In order to use a modern CPU to its full potential it is necessary to write multithreaded code. Fortunately, many problems can be split into units of work that have few or no interdependencies. These simple problems can often be written as a parallel for loop and the code base I am currently working on uses parallel for in dozens of places. Several libraries have been developed to simplify parallel programming and make this sort of parallelism trivial to add. For example, I can make the serial loop
parallel with minimal changes by using OpenMP
or the C++11 style Microsoft Parallel Patterns Library (PPL).
I wanted to investigate the impact that different threading libraries and scheduling policies have on performance. I was originally intending to test if I could make specific tasks run more quickly by giving them elevated priority relative to background tasks that would fill the remaining CPU cycles. My tests were giving me curiously inconsistent performance and low CPU utilization, so I eventually simplified the problem as much as I could.
I created a trivial test case that is completely data parallel, has uniform job sizes, and is entirely ALU limited. Because the amount computation is directly proportional to the number of work items, even the simplest scheduling policy should be effective. Namely, if there are $n$ items to process and $p$ processors, assign each processor a contiguous range of $n/p$ items.
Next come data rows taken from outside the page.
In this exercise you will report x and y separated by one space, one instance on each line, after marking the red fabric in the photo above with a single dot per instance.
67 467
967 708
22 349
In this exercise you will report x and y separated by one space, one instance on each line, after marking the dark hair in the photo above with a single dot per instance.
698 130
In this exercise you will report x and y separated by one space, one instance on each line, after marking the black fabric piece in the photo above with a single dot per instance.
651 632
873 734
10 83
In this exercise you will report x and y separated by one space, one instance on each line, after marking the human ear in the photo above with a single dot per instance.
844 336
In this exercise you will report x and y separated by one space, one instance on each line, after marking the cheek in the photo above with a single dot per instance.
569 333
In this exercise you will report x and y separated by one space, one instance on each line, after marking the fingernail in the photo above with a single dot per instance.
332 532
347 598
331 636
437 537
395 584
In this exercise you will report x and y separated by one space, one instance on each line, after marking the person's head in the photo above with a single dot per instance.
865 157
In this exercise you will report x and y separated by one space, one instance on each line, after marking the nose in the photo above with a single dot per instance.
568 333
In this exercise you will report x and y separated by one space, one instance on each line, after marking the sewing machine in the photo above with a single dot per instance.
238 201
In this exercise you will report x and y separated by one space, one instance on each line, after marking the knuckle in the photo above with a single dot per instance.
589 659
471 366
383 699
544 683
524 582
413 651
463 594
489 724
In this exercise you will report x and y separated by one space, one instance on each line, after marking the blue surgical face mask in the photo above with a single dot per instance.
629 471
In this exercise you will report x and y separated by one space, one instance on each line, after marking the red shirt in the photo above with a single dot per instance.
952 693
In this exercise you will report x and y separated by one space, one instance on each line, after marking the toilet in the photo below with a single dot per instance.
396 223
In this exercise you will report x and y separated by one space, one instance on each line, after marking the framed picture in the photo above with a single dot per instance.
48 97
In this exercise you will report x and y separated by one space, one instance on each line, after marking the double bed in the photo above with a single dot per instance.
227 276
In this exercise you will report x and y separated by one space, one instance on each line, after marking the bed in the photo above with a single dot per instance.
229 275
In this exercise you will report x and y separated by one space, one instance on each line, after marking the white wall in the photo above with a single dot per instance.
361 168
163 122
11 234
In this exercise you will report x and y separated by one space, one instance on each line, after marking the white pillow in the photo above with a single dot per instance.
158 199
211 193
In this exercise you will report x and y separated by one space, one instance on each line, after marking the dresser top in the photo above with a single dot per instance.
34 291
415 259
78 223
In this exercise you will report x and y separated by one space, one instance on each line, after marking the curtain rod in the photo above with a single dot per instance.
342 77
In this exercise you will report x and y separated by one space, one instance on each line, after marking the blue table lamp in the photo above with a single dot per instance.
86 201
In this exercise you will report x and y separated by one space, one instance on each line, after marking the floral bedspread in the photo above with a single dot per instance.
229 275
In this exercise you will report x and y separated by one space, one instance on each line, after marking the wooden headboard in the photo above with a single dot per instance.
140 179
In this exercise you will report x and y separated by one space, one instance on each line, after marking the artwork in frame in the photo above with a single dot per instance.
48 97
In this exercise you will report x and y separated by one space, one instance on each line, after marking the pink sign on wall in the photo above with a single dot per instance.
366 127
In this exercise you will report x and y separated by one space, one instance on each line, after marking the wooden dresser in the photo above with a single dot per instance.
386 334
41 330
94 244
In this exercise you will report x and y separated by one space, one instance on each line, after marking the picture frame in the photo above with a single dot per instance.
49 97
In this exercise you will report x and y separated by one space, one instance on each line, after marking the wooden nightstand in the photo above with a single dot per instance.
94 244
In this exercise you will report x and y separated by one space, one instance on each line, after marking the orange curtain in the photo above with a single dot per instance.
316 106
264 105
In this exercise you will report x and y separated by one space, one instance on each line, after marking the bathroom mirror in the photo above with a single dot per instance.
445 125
I do not know exactly how the threading libraries I tested work internally, so I wrote a simple thread pool using standard threading primitives. My computer has a Xeon with 8 physical (16 logical) cores, so I create a pool of 16 worker threads. The workload I give is large enough to run for a bit over half a second, which should be more than sufficient to amortize scheduling overhead.
Having the threads block until they are all signaled to start had a ridiculously long latency regardless of if I used std::condition_variable, its native Win32 counterpart ConditionVariable, or a Win32 Semaphore to send the signal to start. The CPU utilization graph of each core shows that it takes about 300 ms for all of the threads to finally receive the signal. This is unfathomably slow compared to the tens of microseconds I expect, which is already quite slow because it requires kernel transitions.
After staring at enough graphs and fiddling with enough options, I noticed that at least eight of the threads will always wake up immediately, with the remaining threads showing up with varying degrees of tardiness. When I remarked that the delay seemed to be tied to the number of physical cores to my co-worker Michal Iwanicki, he suggested that I set the CPU affinity mask for the threads. Restricting each thread to a single core completely fixed the mysterious latency I was seeing as shown in the graph below.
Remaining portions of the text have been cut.